The area of assessment, recognition and reward for skills development and learning beyond formal education has been a difficult one. However, the Digital Learning and Media Competition 4, sponsored by the MacAuthur Foundation (Press Release) in association with HASTAC and Mozilla (who are developing the infrastructure) are creating the concept of Badges (for Lifelong Learning) to demonstrate competency levels, to reflect abilities and skills developed in informal (and formal) learning and training and act as a validated indicator. These badges representing achievements can then be displayed on social media websites, profiles, reputation, and other places with an association to a person’s professional development.
On the launch video we hear from the primary partnership sponsors. Additionally, there are presentations from NASA, and US Department of Education represntatives.
I must admit that as I was watching the video there was a feeling of it being a US national initiative rather than something global and international. However, this particular point was raised and it was stipulated that competition and Open Badge infrastructure was an international affair; indeed there was activity taking place in Japan as well.
Mozilla is developing the ‘Open Badge’ infrastructure, which defines a set of standards and the technical building blocks to enable others to create and use badges for their websites. The hope is that such a system will help learners, educators, and employers all reach their goals.
Now this raises an interesting point for me about the relationship between employers and traditional education institutions. Previously, I was all for the idea of students creating ePortfolios to demonstrate their abilities to employers. I even did some investigatory work about which environment would be most convenient for students and prospective employers. However, I attended a presentation where an employer said that they had little interest in (time to) look at such material. They were reliant on the institutions being the gatekeepers of the accreditation and validation. However, there are some areas where professional standards are seen as a much better indicator of ability; CISCO and Microsoft qualifications are primary examples. With the concept of separating validation and accreditation of skills from the course (and potentially the institutions) which are easy for employers to access and understand, this could well be a significant (some might say paradigm) shift in educational provision.

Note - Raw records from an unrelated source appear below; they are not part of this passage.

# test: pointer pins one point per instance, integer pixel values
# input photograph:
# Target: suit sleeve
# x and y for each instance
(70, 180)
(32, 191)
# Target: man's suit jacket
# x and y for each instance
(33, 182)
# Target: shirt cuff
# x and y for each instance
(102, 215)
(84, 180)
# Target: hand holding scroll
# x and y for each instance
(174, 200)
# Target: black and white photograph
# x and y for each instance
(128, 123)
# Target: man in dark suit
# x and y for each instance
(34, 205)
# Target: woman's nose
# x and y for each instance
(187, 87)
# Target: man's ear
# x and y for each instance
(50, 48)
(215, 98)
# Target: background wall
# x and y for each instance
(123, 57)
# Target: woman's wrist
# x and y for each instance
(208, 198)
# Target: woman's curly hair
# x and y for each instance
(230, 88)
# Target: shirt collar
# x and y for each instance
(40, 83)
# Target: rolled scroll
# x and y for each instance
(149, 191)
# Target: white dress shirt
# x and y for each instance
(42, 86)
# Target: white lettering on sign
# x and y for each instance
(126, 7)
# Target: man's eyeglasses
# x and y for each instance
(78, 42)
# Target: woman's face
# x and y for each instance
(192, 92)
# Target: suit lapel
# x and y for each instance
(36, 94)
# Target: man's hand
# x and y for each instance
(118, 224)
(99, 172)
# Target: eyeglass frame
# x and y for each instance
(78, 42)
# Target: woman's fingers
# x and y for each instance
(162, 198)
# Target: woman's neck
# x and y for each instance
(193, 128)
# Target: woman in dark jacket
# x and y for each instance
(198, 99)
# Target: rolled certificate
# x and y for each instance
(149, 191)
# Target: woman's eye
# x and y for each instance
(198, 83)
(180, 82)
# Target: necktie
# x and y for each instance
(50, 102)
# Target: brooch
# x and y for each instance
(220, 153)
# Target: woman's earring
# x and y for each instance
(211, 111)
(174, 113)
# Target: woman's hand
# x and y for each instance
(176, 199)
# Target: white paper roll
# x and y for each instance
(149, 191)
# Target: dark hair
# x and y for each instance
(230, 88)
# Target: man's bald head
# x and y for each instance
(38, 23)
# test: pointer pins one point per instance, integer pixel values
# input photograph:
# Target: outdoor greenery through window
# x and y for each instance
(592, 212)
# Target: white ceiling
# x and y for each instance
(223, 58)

Mozilla is also interested in developing people’s skills in web development. As a comment, this is a great initiative on the part of Mozilla who want to maintain the ethos of the Web being ‘open’. If people train to develop skills in Web development in an open way, assisted by Mozilla with the School of Webcraft, then they as the next generation of developers are much more likely to want to uphold and defend that ethos. Thus developing a self perpetuating, self sustaining community.
So now we are seeing the potential for Open Online courses to provide the recognition of achievement some participants might require. Some examples of such take up by Open Online course providers are the Peer-2-Peer University (P2PU), which Mozilla is working in conjunction with to deliver the School of Webcraft, and this very course Openness in Education.
There is the potential that other MOOCs might use the Open Badge infrastructure approach in the same way.